New Delhi: Shares of the Mumbai-based Glenmark Pharmaceuticals Ltd India plunged 15% on the Bombay Stock Exchange after the company’s US-based outlicensing partner Forest Laboratories Inc. announced that the company’s lead respiratory disease molecule oglemilast had failed in the second phase of clinical trials.
The failure, and its impact on Glenmark’s shares highlights the risks involved in the so-called outlicensing model where a company licenses out its drug molecule for testing, trials, and development to another company. The company licensing out the molecule is paid money in tranches— milestone payments—as the drug passes through each stage of testing and development.
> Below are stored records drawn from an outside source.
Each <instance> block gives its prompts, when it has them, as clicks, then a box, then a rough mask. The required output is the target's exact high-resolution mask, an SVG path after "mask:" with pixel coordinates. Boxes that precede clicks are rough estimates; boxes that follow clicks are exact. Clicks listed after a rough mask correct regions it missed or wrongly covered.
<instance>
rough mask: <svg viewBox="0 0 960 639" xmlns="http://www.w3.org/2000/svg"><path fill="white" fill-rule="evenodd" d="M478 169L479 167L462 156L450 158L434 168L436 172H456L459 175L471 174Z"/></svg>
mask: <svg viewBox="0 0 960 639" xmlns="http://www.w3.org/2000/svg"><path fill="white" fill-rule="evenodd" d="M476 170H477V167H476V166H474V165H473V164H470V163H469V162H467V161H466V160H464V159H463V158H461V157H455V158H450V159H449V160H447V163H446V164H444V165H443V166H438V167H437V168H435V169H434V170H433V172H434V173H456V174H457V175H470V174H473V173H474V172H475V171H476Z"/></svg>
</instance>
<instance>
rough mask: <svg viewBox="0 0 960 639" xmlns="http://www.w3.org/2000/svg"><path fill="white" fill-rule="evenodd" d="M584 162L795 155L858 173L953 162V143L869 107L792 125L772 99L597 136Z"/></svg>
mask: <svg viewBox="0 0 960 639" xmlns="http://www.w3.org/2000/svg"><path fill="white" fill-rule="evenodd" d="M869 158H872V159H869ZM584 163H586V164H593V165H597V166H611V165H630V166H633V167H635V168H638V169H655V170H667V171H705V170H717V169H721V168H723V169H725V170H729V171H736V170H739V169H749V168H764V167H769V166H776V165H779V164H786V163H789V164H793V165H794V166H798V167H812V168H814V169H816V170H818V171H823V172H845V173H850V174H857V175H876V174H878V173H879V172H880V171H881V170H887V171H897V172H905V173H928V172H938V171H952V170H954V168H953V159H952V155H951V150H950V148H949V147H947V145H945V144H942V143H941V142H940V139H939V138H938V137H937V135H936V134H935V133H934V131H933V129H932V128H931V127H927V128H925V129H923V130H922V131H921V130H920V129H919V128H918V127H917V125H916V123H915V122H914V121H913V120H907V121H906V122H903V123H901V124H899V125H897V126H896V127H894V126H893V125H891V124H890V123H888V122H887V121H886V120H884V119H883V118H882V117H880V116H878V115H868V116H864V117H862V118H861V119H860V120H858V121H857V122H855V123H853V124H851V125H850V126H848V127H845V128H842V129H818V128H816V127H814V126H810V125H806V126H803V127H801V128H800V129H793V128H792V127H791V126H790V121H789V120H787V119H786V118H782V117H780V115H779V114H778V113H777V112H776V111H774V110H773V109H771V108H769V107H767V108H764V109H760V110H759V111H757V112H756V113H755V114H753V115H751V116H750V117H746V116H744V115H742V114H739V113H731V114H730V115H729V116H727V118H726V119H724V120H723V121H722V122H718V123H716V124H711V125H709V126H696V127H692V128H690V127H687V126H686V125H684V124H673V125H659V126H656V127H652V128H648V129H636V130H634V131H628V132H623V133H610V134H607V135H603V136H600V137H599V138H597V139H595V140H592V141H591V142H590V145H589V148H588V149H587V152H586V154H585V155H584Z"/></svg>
Oglemilast was expected to replenish Glenmark’s shrinking coffers and fund the firm’s research and development activities. The company’s last milestone payment for the molecule was in February 2008.
Oglemilast, being tested as a drug for chronic obstructive pulmonary disease (COPD) was outlicensed by Glenmark to Forest in 2004 for developing and marketing it in North America in a deal worth $190 million (Rs925.3 crore). The same year the company also signed a deal worth $53 million with Teijin Pharma for developing and marketing the molecule in Japan.
“We are, of course, disappointed that oglemilast has not been successful in this study,” said Howard Solomon, chairman and chief executive officer of Forest Laboratories in a press release.
“Oglemilast is still being studied for the treatment of asthma, with results expected during the first calendar quarter of 2010. We are considering together with Glenmark what further action would be useful or appropriate,” he added.
“There are lots of drugs already in the market for asthma, so it has to be seen how the molecule (Oglemilast) performs and if it has better efficacy. There may not be any essential upside only for (an) asthma (drug),” said Ranjit Kapadia, vice president, institutional research, HDFC Securities Ltd.
Glenmark, meanwhile, is unsure of the fate of the Teijin deal. “As of now that (deal) is still on. We need to discuss and see how things will go forward,” said a Glenmark executive who did not want to be named.
Glenmark’s CEO said the company’s discovery programme was still on.
“When we outlicensed oglemilast in 2004, we had only one molecule in clinical trials. Today we still have six molecules in human trials. We have received over $115 million in upfront and milestone payments and have ploughed back these funds back into the discovery programme,” said Glenn Saldanha, managing director and CEO, Glenmark in an email. He also added that the company would continue with its outlicensing strategy. “Our strategy will be to continue to look for partners to outlicense our other candidates in clinical trials.”
The HDFC analyst, however, added that it may be difficult for Glenmark to strike any new outlicensing deals given that Big Pharma has largely curtailed R&D budgets.
Glenmark recently announced that its lead diabetes molecule Melogliptin had entered phase 3 of clinical trials — the last stage a molecule needs to clear before the company can apply for marketing approval. However, phase 3 trials require extensive investment and the company will need to outlicense it before the end of the year, when the trial is slated to begin.
This is the third major setback for Glenmark. Last year, its outlicensing partner Eli Lilly and Co. had suspended clinical trials of a painkiller drug molecule after certain adverse findings. In 2007, German drug company Merck KGaA ended a licensing deal for Glenmark’s diabetes drug after it decided to drop diabetes projects from its research portfolio.
The Glenmark executive said Lilly has returned the painkiller portfolio and that Glenmark is in talks with other companies for a partnership. Last year Glenmark had received $15 million as milestone payments from Forest Labs for Oglemilast.
On Wednesday, shares of Glenmark closed at Rs223.20 each, down 15% on the Bombay Stock Exchange on a day when the exchange’s benchmark index Sensex closed 1.50% down at 14809.64. Glenmark shares have touched a high of Rs683.90 each and a low of Rs119.15 each in the past year. The company ended the three months to June with a revenue of Rs550 crore, up 18% from revenue for the corresponding period last year and a net profit of Rs53.45 crore, down almost 50%. Glenmark ended the year to 31 March with a revenue of Rs2121.5 crore and a net profit of Rs1934.7 crore.